7. Section 1 of the Evidence Act itself provides that it will apply to all judicial proceedings in or before any Court, including courts-martial, other than courts-martial convened under the Army Act. The Supreme Court in Union of India v. T. R. Varma, AIR 1957 SC 882, held that the Evidence Act has no application to enquiries conducted by Tribunals, even though they may be Judicial in character. The law only requires that such Tribunals should observe rules of natural justice in the conduct of the enquiry and if they do so, their decision is not liable to be impeached on the ground that the procedure followed was not in accordance with that, which obtains in a court of law. The principles of natural justice require that a party should have the opportunity of adducing all relevant evidence on which he relies, that the evidence of the opponent should be taken in his presence, and that he should be given the opportunity of cross-examining the witnesses examined by the party, and that no material should be relied on against him without his being given an opportunity of explaining them. In State of Haryana and Anr. v. Rattan Singh, AIR 1977 SC 1512, it was held that in a domestic enquiry, the strict and sophisticated rules of evidence under the Evidence Act may not apply. All materials which are logically probative for a prudent mind are permissible. It was observed as under :

“It is well-settled that in a domestic enquiry, the strict and sophisticated rules of evidence under the Indian Evidence Act may not apply. All materials which are logically probative for a prudent mind are permissible. There is no allergy to hearsay evidence provided it has reasonable nexus and credibility. It is true that departmental authorities and Administrative Tribunals must be careful in evaluating such material and should not glibly swallow what is, strictly speaking, not relevant under the Indian Evidence Act. For this proposition it is not necessary to cite decisions nor text books, although we have been taken through case law and other authorities by counsel on both sides. The essence of a judicial approach is objectivity, exclusion of extraneous materials or considerations and observance of rules of natural justice. Of course, fair play is the basis and if perversity or arbitrariness, bias or surrender of independence of judgment vitiate the conclusions reached, such finding, even though of a domestic Tribunal, cannot be held good.”
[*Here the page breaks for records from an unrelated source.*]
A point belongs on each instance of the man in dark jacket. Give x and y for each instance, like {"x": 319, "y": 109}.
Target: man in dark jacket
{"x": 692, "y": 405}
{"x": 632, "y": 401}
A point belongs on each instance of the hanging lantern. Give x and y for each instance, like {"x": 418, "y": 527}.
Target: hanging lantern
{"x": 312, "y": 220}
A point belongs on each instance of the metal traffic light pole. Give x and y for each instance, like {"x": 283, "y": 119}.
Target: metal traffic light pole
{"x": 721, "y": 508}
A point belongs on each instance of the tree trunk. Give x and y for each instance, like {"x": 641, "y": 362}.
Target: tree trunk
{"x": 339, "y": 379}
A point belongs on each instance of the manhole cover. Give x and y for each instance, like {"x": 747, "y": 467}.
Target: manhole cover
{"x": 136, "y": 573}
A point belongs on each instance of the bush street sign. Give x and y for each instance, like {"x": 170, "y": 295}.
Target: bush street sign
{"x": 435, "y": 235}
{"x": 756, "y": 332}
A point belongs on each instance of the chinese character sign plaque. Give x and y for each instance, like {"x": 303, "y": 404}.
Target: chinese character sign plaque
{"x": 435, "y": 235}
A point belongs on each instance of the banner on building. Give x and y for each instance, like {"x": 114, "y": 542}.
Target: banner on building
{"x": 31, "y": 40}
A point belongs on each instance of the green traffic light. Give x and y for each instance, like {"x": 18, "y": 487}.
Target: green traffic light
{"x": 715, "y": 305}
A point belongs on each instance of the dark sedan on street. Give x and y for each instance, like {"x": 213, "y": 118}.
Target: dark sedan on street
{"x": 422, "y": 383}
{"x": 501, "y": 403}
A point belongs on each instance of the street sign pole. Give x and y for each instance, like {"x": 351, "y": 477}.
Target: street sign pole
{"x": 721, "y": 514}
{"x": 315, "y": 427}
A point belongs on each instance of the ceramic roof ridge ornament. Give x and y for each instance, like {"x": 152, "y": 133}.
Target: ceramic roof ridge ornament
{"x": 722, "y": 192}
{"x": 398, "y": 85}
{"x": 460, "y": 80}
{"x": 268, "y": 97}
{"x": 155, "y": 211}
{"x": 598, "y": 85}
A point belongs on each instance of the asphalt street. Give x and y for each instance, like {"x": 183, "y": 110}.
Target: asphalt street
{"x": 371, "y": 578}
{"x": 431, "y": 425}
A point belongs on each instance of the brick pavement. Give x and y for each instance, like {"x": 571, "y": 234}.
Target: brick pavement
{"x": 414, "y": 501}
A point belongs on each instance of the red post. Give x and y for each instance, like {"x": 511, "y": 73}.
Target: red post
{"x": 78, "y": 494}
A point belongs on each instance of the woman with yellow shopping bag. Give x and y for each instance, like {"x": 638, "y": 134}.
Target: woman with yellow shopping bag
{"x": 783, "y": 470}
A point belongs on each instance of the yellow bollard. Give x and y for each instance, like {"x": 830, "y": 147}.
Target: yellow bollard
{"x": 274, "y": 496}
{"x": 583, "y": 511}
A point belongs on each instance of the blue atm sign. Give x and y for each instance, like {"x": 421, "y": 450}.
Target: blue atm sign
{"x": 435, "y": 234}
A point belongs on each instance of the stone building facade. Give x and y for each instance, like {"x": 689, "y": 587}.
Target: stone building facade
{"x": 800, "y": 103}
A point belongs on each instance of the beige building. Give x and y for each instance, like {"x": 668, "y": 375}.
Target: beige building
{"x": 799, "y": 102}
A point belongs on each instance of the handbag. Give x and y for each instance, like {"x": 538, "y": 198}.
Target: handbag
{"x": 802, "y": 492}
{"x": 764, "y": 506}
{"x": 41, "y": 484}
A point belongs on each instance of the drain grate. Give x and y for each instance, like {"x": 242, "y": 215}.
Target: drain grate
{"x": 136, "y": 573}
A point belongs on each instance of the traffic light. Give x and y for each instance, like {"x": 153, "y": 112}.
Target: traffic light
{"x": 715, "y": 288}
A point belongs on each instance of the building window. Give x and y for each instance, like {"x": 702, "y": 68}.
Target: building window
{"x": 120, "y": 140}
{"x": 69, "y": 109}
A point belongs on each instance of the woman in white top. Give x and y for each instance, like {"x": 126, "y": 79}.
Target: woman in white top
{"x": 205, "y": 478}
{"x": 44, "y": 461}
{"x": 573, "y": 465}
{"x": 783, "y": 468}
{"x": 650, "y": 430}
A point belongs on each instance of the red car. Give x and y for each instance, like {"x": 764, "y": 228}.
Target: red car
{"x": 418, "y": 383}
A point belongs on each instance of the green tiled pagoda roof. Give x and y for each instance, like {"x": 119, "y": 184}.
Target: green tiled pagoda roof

8. In the facts and circumstances of the case, the question referred to above, does not apply. However, after hearing the learned counsel for the parties, we answer to the question as follows :

“The Evidence Act is not applicable in the departmental enquiry but the principles of natural justice will be applicable. Whenever any evidence is produced either oral or documentary on behalf of any person/authority. In case an oral evidence is relied upon, the person concerned should be given opportunity to cross-examine and if a document is relied upon, he should be given opportunity to explain it.”

The     question     is     answered accordingly.
 

9.   The matter shall not be listed before the appropriate Bench.